Мы рванули дальше, и у амфитеатра он предложил завернуть в бар «Лусеро».
— Давно там не бывал.
— Я тоже. Уже забыл, как там было.
Мы взяли пива и креветок.
— Любопытно, — начал Куэ, — как меняется ось этого мира.
— О чем это ты?
— Когда-то здесь был центр Гаваны, днем и ночью. Амфитеатр, эта часть Малекона, парки от крепости Фуэрса до бульвара Прадо, авенида Мисьонес.
— Как будто снова наступили времена Сесилии Вальдес.
— Даже не в этом дело. Просто это был центр, и все тут. А потом он переместился на Прадо, а раньше, наверное, центром была Соборная площадь или Старая площадь или мэрия. Со временем он поднялся до перекрестка Гальяно, Сан-Рафаэль и Нептуно, а сейчас он на Рампе. Вот мне и интересно, куда дальше двинется этот блуждающий центр; что любопытно, как весь город и как солнце, он катится с востока на запад.
— Батиста хочет, чтобы он был на той стороне бухты.
— Бесперспективняк. Вот увидишь.
— Кто бесперспективняк, Батиста?
Он посмотрел на меня и улыбнулся.
— Чего ты хочешь?
— Я? Ничего.
— Ты же знаешь, я никогда не говорю о политике. Такая у меня политика.

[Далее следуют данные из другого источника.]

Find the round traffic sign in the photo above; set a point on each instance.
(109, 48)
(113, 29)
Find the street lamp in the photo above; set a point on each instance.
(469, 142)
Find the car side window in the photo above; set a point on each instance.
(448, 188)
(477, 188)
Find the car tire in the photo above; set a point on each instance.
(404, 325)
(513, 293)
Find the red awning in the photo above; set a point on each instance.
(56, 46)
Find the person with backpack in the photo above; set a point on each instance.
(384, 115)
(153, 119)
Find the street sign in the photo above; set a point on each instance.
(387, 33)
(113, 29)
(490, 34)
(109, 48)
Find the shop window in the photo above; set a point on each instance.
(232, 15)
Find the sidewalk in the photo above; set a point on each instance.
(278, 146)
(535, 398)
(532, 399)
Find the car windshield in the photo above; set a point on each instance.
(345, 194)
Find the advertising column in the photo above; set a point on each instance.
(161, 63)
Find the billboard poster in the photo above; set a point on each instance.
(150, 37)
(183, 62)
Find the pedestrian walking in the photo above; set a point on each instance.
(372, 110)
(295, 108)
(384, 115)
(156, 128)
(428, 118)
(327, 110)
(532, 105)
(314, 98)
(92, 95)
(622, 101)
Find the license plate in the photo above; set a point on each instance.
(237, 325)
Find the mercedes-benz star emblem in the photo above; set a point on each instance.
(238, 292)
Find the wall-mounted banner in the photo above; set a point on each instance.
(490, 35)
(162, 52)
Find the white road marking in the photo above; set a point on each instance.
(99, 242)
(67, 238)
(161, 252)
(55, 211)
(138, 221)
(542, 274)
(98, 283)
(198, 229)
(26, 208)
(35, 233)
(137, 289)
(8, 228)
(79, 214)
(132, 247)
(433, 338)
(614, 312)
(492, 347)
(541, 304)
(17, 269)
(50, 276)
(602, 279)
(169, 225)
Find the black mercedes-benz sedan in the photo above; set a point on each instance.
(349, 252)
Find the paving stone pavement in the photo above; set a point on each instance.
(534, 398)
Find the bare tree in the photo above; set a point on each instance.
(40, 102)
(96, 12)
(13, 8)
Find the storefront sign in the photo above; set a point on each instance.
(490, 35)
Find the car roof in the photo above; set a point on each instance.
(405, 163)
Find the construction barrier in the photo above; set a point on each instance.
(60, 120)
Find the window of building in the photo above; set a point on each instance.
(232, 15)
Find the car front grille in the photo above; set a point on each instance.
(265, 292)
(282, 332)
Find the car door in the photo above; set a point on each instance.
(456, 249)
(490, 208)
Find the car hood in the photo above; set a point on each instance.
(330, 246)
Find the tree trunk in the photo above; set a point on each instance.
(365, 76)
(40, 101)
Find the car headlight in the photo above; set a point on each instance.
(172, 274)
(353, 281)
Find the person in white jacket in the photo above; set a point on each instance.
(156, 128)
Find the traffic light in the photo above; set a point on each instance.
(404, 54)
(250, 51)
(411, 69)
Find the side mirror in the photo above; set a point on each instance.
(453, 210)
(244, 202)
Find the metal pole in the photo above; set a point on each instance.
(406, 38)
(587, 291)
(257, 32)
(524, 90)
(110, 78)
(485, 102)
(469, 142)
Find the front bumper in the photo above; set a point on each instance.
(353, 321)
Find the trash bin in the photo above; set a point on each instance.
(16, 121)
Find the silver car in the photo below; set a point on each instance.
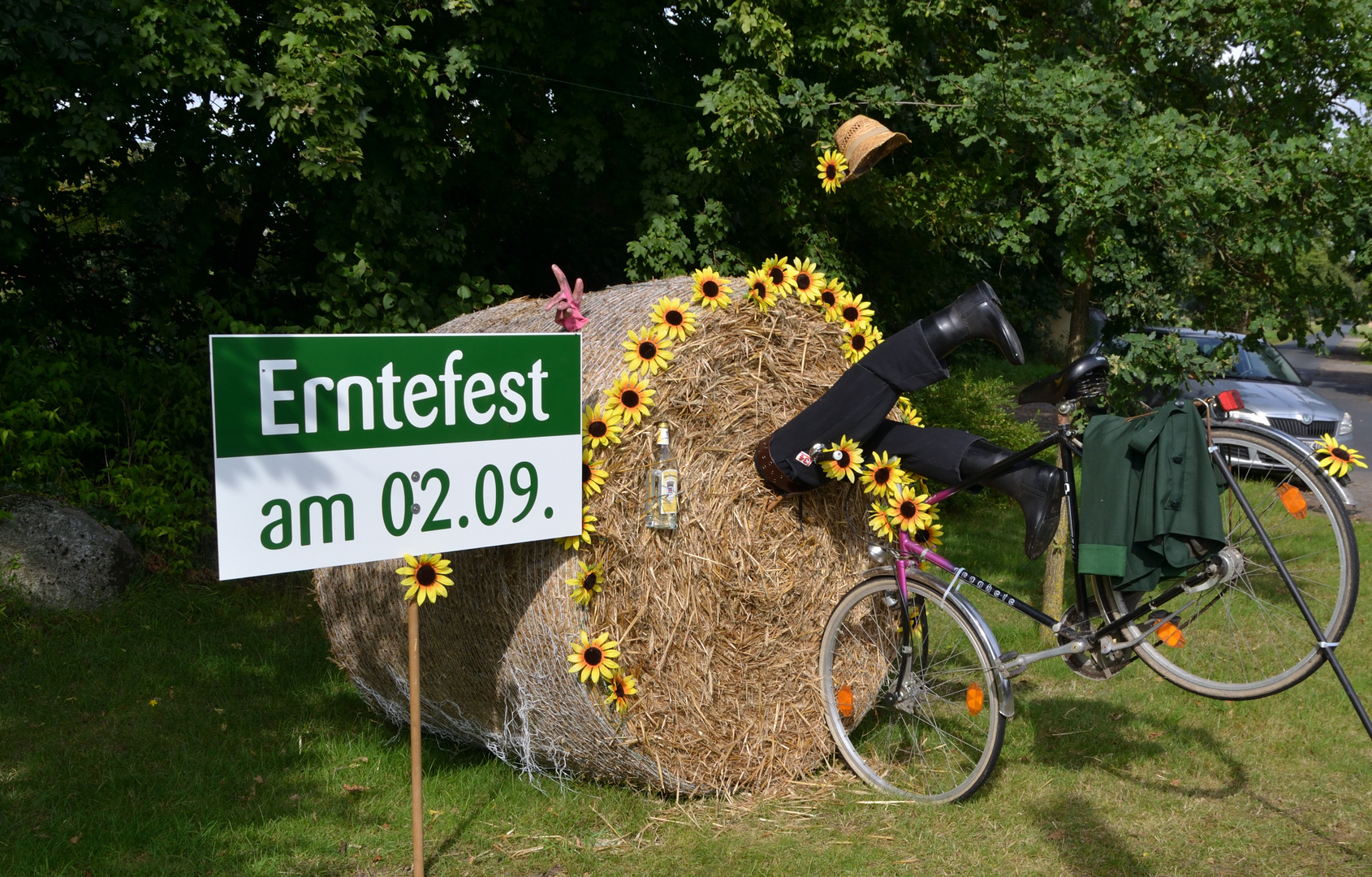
(1274, 394)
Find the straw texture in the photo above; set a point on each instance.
(719, 620)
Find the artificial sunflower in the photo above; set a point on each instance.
(809, 282)
(675, 318)
(425, 577)
(779, 274)
(759, 292)
(648, 350)
(630, 397)
(710, 288)
(908, 413)
(858, 342)
(833, 168)
(882, 473)
(593, 658)
(829, 298)
(880, 522)
(588, 582)
(620, 689)
(908, 509)
(600, 427)
(1336, 457)
(855, 312)
(848, 461)
(585, 536)
(593, 473)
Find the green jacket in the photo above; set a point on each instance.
(1150, 500)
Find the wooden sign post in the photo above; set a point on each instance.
(416, 767)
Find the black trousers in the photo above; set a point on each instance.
(856, 407)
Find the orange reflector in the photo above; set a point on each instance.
(845, 702)
(976, 699)
(1171, 634)
(1292, 499)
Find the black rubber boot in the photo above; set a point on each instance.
(1036, 486)
(976, 313)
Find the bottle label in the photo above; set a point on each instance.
(667, 503)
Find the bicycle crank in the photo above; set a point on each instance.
(1089, 664)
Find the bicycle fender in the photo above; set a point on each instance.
(1007, 696)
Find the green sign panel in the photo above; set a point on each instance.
(334, 449)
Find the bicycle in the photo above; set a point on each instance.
(917, 690)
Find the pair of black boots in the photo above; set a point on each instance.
(859, 401)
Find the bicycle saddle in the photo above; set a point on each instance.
(1083, 379)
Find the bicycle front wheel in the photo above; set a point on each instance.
(1248, 638)
(921, 726)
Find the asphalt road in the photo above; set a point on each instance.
(1344, 378)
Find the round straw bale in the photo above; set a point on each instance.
(719, 620)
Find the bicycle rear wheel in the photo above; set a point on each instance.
(1248, 638)
(932, 733)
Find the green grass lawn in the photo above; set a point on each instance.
(196, 731)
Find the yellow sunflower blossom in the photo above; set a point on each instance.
(908, 509)
(809, 282)
(843, 459)
(1336, 457)
(675, 318)
(908, 413)
(630, 397)
(779, 274)
(425, 577)
(588, 582)
(858, 342)
(593, 473)
(593, 659)
(855, 312)
(833, 168)
(574, 542)
(648, 350)
(880, 522)
(759, 292)
(710, 288)
(882, 473)
(600, 427)
(831, 298)
(620, 689)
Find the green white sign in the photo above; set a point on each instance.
(335, 449)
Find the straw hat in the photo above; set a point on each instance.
(866, 141)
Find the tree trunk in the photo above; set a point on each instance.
(1054, 574)
(1080, 327)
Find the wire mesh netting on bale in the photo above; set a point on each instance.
(719, 620)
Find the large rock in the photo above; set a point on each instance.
(61, 558)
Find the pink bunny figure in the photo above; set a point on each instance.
(568, 304)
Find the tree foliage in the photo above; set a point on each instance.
(175, 168)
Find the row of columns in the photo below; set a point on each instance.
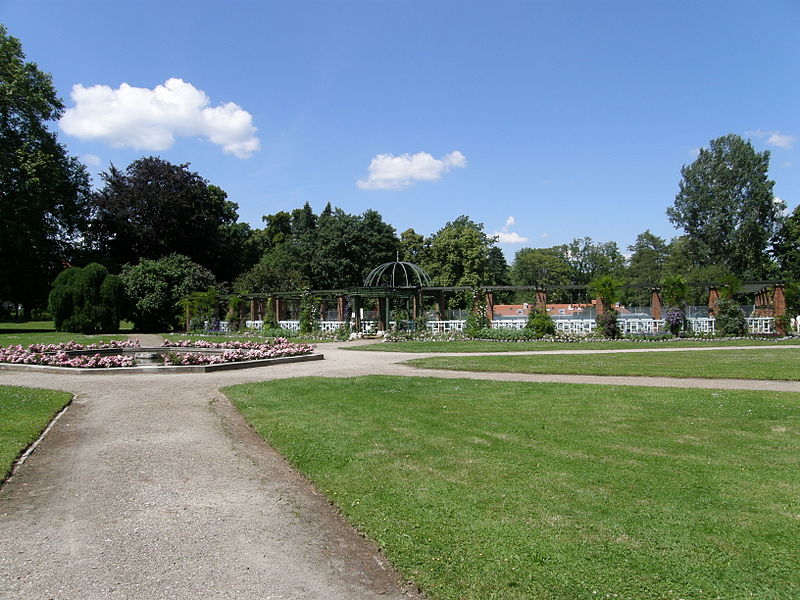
(769, 302)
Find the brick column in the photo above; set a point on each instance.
(357, 312)
(489, 306)
(713, 296)
(280, 309)
(340, 316)
(541, 301)
(599, 306)
(655, 303)
(441, 306)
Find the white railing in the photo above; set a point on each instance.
(702, 324)
(640, 325)
(761, 324)
(576, 326)
(573, 326)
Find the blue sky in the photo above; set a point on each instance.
(548, 120)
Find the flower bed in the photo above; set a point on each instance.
(234, 351)
(65, 346)
(21, 356)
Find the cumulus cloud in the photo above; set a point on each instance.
(147, 119)
(504, 236)
(510, 237)
(775, 138)
(92, 160)
(389, 172)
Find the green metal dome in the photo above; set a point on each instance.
(397, 274)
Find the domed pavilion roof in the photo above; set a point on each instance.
(397, 274)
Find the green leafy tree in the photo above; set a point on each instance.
(543, 267)
(540, 324)
(458, 254)
(786, 246)
(590, 260)
(87, 300)
(727, 209)
(155, 289)
(730, 319)
(607, 288)
(331, 250)
(646, 265)
(155, 208)
(43, 191)
(264, 277)
(412, 247)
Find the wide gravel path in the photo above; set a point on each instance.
(152, 486)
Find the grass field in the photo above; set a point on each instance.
(24, 413)
(783, 363)
(484, 346)
(483, 490)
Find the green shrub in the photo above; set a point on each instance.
(607, 324)
(309, 313)
(87, 300)
(730, 319)
(540, 324)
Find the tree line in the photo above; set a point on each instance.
(143, 216)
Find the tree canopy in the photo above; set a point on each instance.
(727, 209)
(155, 208)
(43, 191)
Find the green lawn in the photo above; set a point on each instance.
(485, 490)
(24, 413)
(783, 363)
(484, 346)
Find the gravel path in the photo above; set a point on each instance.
(152, 486)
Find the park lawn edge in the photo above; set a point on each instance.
(317, 442)
(9, 466)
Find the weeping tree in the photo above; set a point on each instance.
(87, 300)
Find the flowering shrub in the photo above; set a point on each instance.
(60, 358)
(71, 345)
(234, 351)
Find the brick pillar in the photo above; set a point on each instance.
(541, 301)
(441, 306)
(357, 312)
(655, 303)
(340, 316)
(713, 297)
(779, 300)
(280, 309)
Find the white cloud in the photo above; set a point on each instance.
(505, 237)
(389, 172)
(147, 119)
(775, 138)
(92, 160)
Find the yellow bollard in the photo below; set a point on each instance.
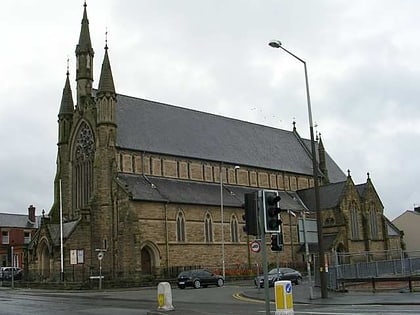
(165, 296)
(283, 297)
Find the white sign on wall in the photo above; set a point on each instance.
(76, 256)
(311, 231)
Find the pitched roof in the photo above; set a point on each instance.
(161, 189)
(329, 195)
(17, 221)
(150, 126)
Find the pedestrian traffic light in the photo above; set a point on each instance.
(250, 217)
(271, 204)
(277, 242)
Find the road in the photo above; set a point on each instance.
(209, 301)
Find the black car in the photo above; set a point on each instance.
(198, 278)
(280, 274)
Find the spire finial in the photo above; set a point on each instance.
(106, 37)
(68, 63)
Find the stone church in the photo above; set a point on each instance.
(146, 188)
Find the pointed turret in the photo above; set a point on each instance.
(106, 82)
(322, 161)
(67, 105)
(65, 115)
(105, 96)
(84, 67)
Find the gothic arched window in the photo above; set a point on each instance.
(208, 228)
(373, 224)
(354, 221)
(180, 227)
(84, 149)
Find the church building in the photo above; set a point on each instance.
(147, 188)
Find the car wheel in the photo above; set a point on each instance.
(197, 284)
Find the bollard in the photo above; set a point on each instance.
(165, 296)
(283, 297)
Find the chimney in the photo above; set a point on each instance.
(31, 214)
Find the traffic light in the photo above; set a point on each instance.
(277, 242)
(250, 217)
(271, 204)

— Зато я знаю, что ты думаешь.
— Ага, два раза.
— Нет, серьезно, — сказал я. — Город на ту сторону бухты не перекинешь.
— Еще бы. Взгляни только, как чахнут Касабланка и Регла.
Я взглянул на чахнущие Касабланку и Реглу. На крепость Ла-Кабанья. И на крепость Морро. И наконец, на Куэ, который пил пиво, — впрочем, он все так делал, — как актер, ни на минуту не перестающий позировать, особенно в профиль.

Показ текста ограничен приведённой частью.